NIPS 2017
Mon Dec 4th through Sat the 9th, 2017 at Long Beach Convention Center
Reviewer 1
The authors propose a way to learn a disentangled representation of images that scales to reasonably large inputs (256x256), and that can be used to generate natural looking variations on these images by traversing the learnt attributes. The authors do so by using labelled attributes information for supervision and augmenting an autoencoder setup with an additional GAN objective in the latent space (the GAN discriminator is trying to guess the attributes from the latent space of the autoencoder).
The proposed Fader networks perform well in terms of learning a disentangled representation and generating natural looking sampled with swapped attributes. However, its performance is not perfect (as indicated by the human evaluation scores) and the overall novelty of the approach seems to be somewhat incremental. Saying that, the paper is very well written.

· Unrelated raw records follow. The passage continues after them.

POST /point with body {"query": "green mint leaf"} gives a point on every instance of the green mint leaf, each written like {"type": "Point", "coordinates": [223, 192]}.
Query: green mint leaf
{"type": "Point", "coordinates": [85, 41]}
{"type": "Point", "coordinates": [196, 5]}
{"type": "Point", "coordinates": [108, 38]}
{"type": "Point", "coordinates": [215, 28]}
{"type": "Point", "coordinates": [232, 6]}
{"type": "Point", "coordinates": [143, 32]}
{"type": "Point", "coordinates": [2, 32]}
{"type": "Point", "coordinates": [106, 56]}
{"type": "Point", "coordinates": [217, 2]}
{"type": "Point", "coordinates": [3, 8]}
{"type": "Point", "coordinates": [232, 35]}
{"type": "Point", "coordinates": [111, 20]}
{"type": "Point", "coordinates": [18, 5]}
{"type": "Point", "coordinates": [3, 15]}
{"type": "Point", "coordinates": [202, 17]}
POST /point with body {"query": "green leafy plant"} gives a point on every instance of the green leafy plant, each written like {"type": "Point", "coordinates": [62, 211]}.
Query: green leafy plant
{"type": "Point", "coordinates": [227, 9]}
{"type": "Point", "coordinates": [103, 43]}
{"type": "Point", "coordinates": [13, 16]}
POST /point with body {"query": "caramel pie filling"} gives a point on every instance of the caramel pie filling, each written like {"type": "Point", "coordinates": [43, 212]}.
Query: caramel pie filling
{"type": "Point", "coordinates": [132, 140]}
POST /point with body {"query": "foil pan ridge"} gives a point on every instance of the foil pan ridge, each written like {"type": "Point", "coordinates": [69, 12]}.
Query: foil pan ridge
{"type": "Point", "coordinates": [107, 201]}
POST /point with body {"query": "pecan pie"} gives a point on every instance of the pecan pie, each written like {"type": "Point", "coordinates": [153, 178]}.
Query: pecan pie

One thing I found surprising was that the authors did not discuss beta-VAE (Higgins et al, 2017) in their literature review. When discussing unsupervised approaches to disentangled factor learning the authors mention that the methods they cite find difficult to "automatically discover high-level concepts such as gender or age". Beta-VAE was able to discover age and gender as factors of variation on celebA in a completely unsupervised manner. Of course, being a VAE based method it did suffer from blurry samples, but I feel that the authors should cite the paper given that it achieves their stated objective of learning a "fader"-like architecture.
Reviewer 2
The paper claims to introduce a new encoder/decoder that can disentangle meaningful attributes (eg. young vs old, male vs female) in the latent representation. These disentangled attributes can be "faded" up or down to generate images that vary in how strongly the attribute is expressed.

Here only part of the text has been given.